Friday's vigil will be held outside of Boelter Hall where, police said, Sarkar came armed with two 9mm pistols and multiple ammunition clips to kill Klug. He also planned to kill another professor, who was off campus at the time of the shooting and was unharmed.

Sarkar, a former UCLA student, shot dead a woman at her home in Minnesota before he drove almost 2,000 miles (3,200 km) to the school and killed Klug, police said.

Los Angeles Police Chief Charlie Beck told reporters on Thursday that a search of Sarkar's St. Paul, Minnesota, home turned up a "kill list" that included the name of the woman, Klug's name and the name of another professor at the school.

Officials would not release the name of the woman, whose body police said they found at a house in the 2400 block of Pearson Parkway in Brooklyn Park near Minneapolis.

A marriage license application obtained by Reuters lists a residence on that block as the home of Ashley Erin Hasti and Sarkar, who married in Minnesota in 2011.

Neighbors also said Hasti lived at the home. Records do not show whether the couple, who appeared to have been living separately, were divorced.

An active Facebook page belonging to a Minneapolis-area woman named Ashley Hasti shows pictures of Sarkar, but not more recently than May of 2011, about two weeks before their marriage.

A page apparently belonging to him, with no public posts since 2011, still prominently displayed several photos of them together.

According to the birth date listed on the marriage license application, Hasti turned 31 in March.

Police in Brooklyn Park said they discovered the woman's body when they went to check on her.

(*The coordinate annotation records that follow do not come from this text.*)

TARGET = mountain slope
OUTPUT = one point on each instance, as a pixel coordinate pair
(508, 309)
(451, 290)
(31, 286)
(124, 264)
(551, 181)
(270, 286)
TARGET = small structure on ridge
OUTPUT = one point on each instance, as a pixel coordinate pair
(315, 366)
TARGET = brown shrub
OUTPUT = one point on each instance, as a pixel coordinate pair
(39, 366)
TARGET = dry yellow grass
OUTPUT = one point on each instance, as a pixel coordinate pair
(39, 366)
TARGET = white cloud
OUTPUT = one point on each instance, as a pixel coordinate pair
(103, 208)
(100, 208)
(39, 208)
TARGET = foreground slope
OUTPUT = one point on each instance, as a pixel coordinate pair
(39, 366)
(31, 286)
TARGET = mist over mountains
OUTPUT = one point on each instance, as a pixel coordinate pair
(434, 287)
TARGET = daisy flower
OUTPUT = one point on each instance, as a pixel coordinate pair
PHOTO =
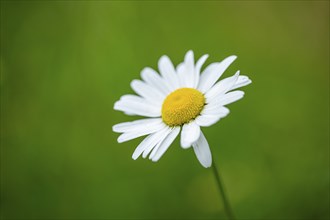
(178, 99)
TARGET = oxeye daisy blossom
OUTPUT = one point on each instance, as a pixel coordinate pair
(178, 99)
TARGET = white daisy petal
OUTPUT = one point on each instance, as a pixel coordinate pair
(182, 75)
(230, 97)
(165, 144)
(141, 132)
(213, 73)
(207, 120)
(148, 143)
(221, 87)
(151, 77)
(147, 91)
(189, 69)
(161, 135)
(167, 70)
(136, 125)
(202, 151)
(216, 109)
(198, 67)
(141, 108)
(241, 81)
(189, 134)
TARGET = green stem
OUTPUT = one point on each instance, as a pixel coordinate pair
(226, 203)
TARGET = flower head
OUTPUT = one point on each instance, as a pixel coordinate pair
(178, 99)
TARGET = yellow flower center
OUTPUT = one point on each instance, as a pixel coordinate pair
(181, 106)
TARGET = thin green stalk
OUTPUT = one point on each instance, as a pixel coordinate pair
(226, 203)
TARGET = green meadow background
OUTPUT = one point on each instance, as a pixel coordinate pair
(65, 63)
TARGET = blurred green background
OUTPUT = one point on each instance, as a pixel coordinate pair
(64, 64)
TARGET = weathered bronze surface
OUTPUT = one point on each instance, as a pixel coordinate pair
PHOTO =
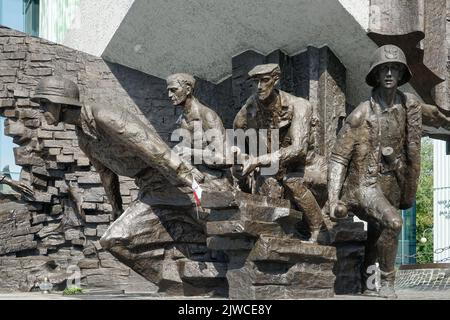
(375, 165)
(273, 109)
(117, 143)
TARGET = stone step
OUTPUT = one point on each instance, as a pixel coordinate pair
(251, 228)
(228, 199)
(287, 250)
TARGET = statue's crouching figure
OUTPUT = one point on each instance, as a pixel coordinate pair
(292, 161)
(161, 225)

They did not immediately disclose her identity.

Police searched Sarkar's Minnesota home after finding a note at the Los Angeles crime scene asking for someone to check on his cat, Beck said.

The attack on Klug appeared to be provoked by Sarkar's belief that his former professor had stolen computer code from him, according to a March blog post that appeared to be written by Sarkar, Beck said.

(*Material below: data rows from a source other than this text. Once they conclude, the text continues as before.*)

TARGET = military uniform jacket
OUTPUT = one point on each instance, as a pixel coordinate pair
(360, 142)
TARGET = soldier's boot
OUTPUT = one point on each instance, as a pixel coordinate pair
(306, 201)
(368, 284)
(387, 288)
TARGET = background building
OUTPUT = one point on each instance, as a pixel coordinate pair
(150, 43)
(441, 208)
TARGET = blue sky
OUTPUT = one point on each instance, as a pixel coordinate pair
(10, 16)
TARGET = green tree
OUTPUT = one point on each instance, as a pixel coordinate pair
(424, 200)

Reuters was not able to confirm the authenticity of the blog and, according to Beck, the UCLA said there is no truth to the alleged theft.

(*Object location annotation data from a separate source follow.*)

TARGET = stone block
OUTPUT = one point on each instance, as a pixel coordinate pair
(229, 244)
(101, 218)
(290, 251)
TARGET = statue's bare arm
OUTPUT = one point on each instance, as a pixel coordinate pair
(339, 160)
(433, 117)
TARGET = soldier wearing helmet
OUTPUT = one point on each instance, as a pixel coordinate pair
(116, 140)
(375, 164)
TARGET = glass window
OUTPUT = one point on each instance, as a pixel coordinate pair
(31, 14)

The anger reflected in the March blog contrasted with earlier online records indicating Sarkar had gotten along with Klug. In a copy of his 2013 dissertation posted online, Sarkar thanked Klug.

Beck said UCLA faculty members were aware that Sarkar, who graduated in 2013, harbored anger toward them.

University officials did not respond on Thursday to requests for comment on Sarkar's claims.

Klug was a married father of two children.

"Bill was so much more than my soulmate. I will miss him every day for the rest of my life," His wife, Mary Elise Klug, said in a statement.